Pour comprendre cette réaction, des scientifiques britanniques ont par exemple soumis des personnes avec et sans misophonie à un scanner cérébral pendant qu’elles étaient exposées à toutes sortes de bruits. Ils ont observé chez les premières une forte activation du cortex insulaire, la zone du cerveau où s’effectue le couplage entre nos sens et nos émotions. Tout porte donc à croire que la misophonie s’accompagne d’une hyperactivation de certaines zones cérébrales qui perturbe la perception du bruit. Le psychiatre Damiaan Denys et son équipe (Amsterdam) ont notamment démontré que les personnes qui souffrent de misophonie sont moins capables de filtrer les sons, de telle sorte que leur cerveau y réagit comme à un danger : par un réflexe d’agression ou de fuite. Les experts vont même jusqu’à plaider en faveur de la reconnaissance de ce tableau clinique et de son inscription au manuel diagnostique et statistique des troubles mentaux (DSM).

Un mélange de techniques

La misophonie peut compromettre les repas en famille, pousser ceux qui en souffrent dans l’isolement social et briser des couples. Els a même dû changer de travail.  » Je partageais un bureau paysager avec une vingtaine d’autres personnes : un enfer ! Il y avait toujours bien quelqu’un qui se raclait la gorge, croquait dans une pomme ou tapotait sur son clavier. Lorsque la collègue à côté de moi buvait un verre d’eau, je n’arrivais plus à me concentrer sur mon travail. Aujourd’hui, j’ai été transférée dans un autre département où je partage un bureau avec une seule autre personne, qui est au courant de mon problème et essaie d’en tenir compte. Un vrai soulagement !  »

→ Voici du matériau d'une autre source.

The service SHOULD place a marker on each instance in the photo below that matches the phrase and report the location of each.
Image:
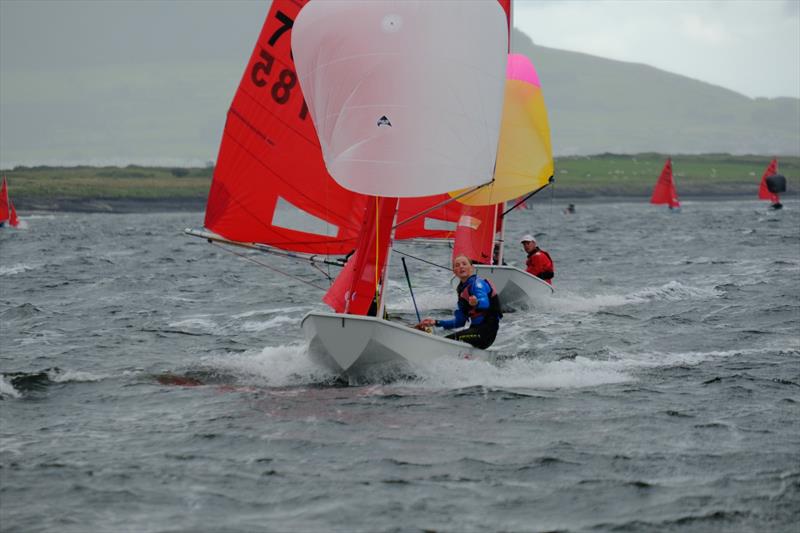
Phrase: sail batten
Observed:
(269, 152)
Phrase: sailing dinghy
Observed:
(664, 191)
(8, 215)
(386, 122)
(524, 167)
(328, 191)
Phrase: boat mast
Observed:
(502, 238)
(385, 278)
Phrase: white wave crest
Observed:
(566, 301)
(7, 390)
(274, 366)
(75, 376)
(16, 269)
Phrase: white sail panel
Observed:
(406, 96)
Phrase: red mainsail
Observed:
(763, 190)
(664, 191)
(270, 183)
(475, 233)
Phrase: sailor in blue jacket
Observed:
(477, 302)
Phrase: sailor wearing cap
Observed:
(539, 262)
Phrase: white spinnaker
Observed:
(406, 96)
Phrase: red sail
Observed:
(354, 289)
(664, 191)
(475, 233)
(12, 219)
(270, 183)
(763, 191)
(4, 207)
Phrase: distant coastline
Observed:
(599, 178)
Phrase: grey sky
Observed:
(150, 81)
(752, 47)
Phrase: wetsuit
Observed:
(484, 318)
(540, 265)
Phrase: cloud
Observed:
(704, 31)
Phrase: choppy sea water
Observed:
(154, 382)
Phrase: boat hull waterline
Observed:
(357, 345)
(516, 288)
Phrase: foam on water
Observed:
(18, 268)
(7, 389)
(272, 311)
(273, 366)
(278, 321)
(518, 373)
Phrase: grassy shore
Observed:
(135, 188)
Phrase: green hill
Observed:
(599, 105)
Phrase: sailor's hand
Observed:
(426, 323)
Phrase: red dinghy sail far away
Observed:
(772, 183)
(664, 191)
(8, 215)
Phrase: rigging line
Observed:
(421, 259)
(267, 266)
(525, 199)
(550, 216)
(442, 204)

La misophonie reste à ce jour impossible à guérir ; tout au plus peut-on rendre ses symptômes plus supportables. Les meilleurs résultats s’obtiennent en combinant plusieurs approches. La thérapie cognitivo-comportementale, par exemple, consiste à apprendre au patient à détecter les facteurs déclencheurs et lui apprendre à mieux gérer les réactions émotionnelles qu’ils provoquent. Il peut aussi s’entraîner à concentrer son attention sur autre chose ou apprendre à affronter les tensions par des exercices de relaxation. Le contre-conditionnement, enfin, permettra de créer de nouvelles associations positives qui estomperont sa révulsion et sa rage. Avec un peu d’entraînement, il pourra par exemple remplacer dans son esprit le craquement des chips par l’image de la neige toute fraîche sous ses pas.

Évitez les bouchons d’oreilles

Les personnes qui souffrent de misophonie ont volontiers recours à des écouteurs ou à des bouchons d’oreilles pour masquer les sons qui les dérangent… Ce n’est pas forcément une bonne idée, en particulier lorsque cela devient une habitude, car ces protections auditives risquent en réalité d’aggraver les choses. Si le patient s’habitue à un relatif silence, il deviendra en effet d’autant plus sensible aux bruits gênants et risque en outre de développer une dépendance, au point de paniquer s’il n’a pas ses bouchons d’oreilles sous la main.